Administrators seeking to get a clear picture of what students are learning can start by forging good relationships with students and teachers.

Administrators are typically reactionary assessors by nature, waiting for assessment results and then convening with staff to discuss next steps. We should strive instead to be proactive, assessing student growth through formative checks for understanding in real-time in the classroom to aid the learning process and improve student performance. But there’s a hitch.

Picture this: A lesson is off to a great start. Everything is clicking when suddenly the classroom door swings open to reveal the building administrator. The air is sucked out of the room, instruction is interrupted, and all momentum is lost. Sound familiar?

When administrators enter a classroom, students will likely exhibit one of the following behaviours: tightening up out of fear and anxiety or getting so focused on impressing the visitor that all attention to the task at hand is lost. Either way, the teacher’s instruction and lesson pacing are disrupted. This is a big problem: The administrator can’t be sure what students know because they’re not getting an accurate look at the classroom learning environment.


 

So what’s the solution?

3 TIPS FOR ASSESSING LEARNING—WITHOUT INTERRUPTING IT

1. Forge relationships with students outside of classrooms: Many of us would candidly admit that interactions with administrators in our school days were on par with a sighting of Sasquatch: slim to nonexistent. How much did they really know about us, personally and academically? To what extent did they support our teachers to better reach us instructionally?

Conducting informal conversations to serve as checks for understanding during unstructured times, such as in the hallways or at lunch or recess, can be a great investment in your student population. These interactions not only build meaningful relationships but can allow administrators to truly feel the pulse of a student body in regard to their proficiency levels by asking a simple question: “What have you learned so far today that you didn’t know yesterday?”

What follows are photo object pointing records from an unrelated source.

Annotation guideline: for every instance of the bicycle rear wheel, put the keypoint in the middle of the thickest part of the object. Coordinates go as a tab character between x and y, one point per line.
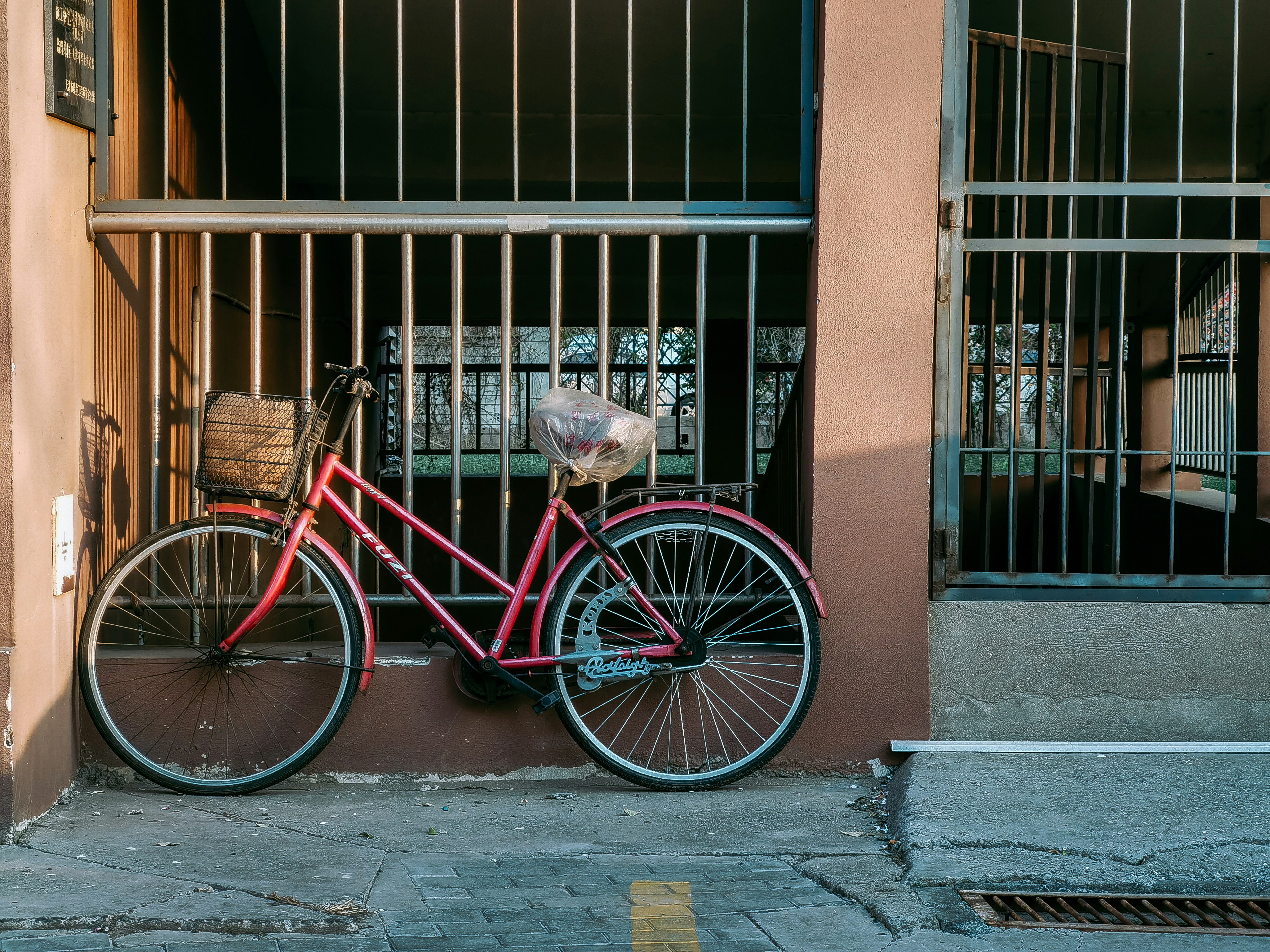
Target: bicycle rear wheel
717	716
189	716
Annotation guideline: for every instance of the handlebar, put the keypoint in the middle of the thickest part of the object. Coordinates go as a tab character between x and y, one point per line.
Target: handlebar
360	371
356	382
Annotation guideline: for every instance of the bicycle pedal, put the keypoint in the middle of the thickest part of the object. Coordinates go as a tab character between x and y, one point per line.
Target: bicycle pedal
547	703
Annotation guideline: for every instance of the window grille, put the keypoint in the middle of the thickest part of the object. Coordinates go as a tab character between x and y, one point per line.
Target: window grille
1100	210
323	153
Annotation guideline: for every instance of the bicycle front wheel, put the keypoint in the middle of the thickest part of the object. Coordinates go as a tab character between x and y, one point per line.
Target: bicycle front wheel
186	715
726	711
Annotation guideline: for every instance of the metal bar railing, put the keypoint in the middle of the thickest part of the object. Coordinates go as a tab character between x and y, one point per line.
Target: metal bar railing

Investing in this aspect of human capital diminishes the shock value when an administrator does enter classrooms. Trying the 2x10 strategy—speaking with the same student for two minutes a day, 10 days in a row—will all but eliminate students’ discomfort, which will save instructional time and minimize the disruption during classroom visits. Building relationships with each and every student takes time, but it pays enormous dividends in the long run. Your staff will be deeply appreciative, and your students will feel connected to you and the school.

2. Build trust with staff: Teachers need to be able to trust that your classroom visits and checks for understanding are part of a methodology of supporting their efforts rather than evaluative gotchas. Relationships and trust are at the core of all successful endeavours in a school setting, and every exchange is an opportunity to build a bridge or burn one.

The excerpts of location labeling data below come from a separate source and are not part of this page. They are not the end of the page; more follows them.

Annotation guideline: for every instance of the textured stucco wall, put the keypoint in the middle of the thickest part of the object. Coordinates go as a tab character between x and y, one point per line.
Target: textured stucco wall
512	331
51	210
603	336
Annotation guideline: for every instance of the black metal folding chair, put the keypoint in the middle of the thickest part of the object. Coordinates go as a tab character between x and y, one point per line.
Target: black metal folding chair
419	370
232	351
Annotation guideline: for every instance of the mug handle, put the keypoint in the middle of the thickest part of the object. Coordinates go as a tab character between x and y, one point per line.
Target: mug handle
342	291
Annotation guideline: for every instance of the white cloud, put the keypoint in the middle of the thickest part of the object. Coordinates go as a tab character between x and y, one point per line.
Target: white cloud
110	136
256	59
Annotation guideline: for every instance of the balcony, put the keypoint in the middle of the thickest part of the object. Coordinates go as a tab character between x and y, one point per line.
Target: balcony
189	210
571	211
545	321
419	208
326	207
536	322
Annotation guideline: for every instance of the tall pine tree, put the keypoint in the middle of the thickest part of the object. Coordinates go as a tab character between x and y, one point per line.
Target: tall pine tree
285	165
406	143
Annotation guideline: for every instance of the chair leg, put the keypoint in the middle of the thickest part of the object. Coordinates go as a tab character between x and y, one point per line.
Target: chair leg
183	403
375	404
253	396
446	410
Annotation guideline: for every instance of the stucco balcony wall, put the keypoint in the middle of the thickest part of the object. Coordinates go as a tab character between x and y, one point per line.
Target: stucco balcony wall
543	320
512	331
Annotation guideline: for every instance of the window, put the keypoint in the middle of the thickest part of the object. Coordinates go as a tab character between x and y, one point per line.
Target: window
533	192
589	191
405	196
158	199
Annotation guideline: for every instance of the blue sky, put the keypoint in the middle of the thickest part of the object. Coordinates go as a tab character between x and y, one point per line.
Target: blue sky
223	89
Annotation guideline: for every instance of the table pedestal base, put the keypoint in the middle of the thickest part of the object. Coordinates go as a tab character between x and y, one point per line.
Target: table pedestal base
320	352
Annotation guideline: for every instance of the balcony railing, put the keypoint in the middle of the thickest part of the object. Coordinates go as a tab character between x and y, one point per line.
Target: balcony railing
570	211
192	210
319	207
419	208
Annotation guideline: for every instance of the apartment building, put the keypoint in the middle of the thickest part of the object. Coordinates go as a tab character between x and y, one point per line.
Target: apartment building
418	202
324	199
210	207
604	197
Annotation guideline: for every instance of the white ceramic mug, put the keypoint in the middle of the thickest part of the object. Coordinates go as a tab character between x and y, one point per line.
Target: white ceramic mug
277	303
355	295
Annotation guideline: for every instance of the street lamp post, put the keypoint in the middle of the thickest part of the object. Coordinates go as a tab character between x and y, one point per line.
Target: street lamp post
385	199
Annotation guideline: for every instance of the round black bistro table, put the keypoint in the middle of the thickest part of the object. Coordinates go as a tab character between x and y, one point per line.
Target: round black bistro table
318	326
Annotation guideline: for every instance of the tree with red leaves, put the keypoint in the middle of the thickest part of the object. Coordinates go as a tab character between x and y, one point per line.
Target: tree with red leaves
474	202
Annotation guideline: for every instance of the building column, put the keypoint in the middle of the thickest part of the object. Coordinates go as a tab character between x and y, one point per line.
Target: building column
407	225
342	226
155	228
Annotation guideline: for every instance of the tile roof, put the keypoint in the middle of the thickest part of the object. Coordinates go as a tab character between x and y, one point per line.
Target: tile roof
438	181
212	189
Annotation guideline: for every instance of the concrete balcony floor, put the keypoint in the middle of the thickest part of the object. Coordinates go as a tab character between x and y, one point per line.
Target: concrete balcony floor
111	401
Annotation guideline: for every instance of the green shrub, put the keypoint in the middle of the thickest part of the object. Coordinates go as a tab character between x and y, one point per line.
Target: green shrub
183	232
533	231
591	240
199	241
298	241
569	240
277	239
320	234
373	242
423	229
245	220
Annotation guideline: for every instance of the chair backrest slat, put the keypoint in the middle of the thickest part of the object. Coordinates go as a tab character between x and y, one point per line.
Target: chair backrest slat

As schools have changed to meet modern demands, the long-established public perception of the stiff and intimidating administrator has remained unchanged, but the current reality is more likely an administrator who values and holds sacred the ability to lead staff to coalesce as a professional learning community and improve student outcomes. Today’s leaders need to shed the old reputation by building a rapport with faculty that is conducive to open and honest conversations.

Leading with the inquiry by keeping the question “What’s best for kids?” at the centre of communication is key. It should be the priority of administrators to find out everything they can about students—through frequent one-on-one conversations with teachers—in order to better serve these learners and to support their teachers in using targeted instructional techniques that improve learning outcomes.

3. Implement the Classroom Greeter role: This student job entails noticing when someone walks into the room and going over to greet them, saying some variation of: “Hi, my name is _____. Welcome to our class. We’re currently studying _____. Would you like to have a seat?” Implementing a Classroom Greeter job in every classroom can help hold students accountable for learning and help teachers not lose instructional pacing.

Usually, this strategy is most effective if the Classroom Greeter sits right by the door so as to not cause distractions. To best gauge the learning of the whole class, it’s best if the Greeter role is constantly changed (week by week, day to day, lesson by lesson, etc.) so that the administrator chats with a student at random, not one picked for the task, like the student doing best in the class.

Implementing these ideas can help administrators get an accurate sense of what students are learning with minimal disruptions when they visit classrooms. And that can help administrators build strong relationships with students and faculty, and transform the overall culture within a school.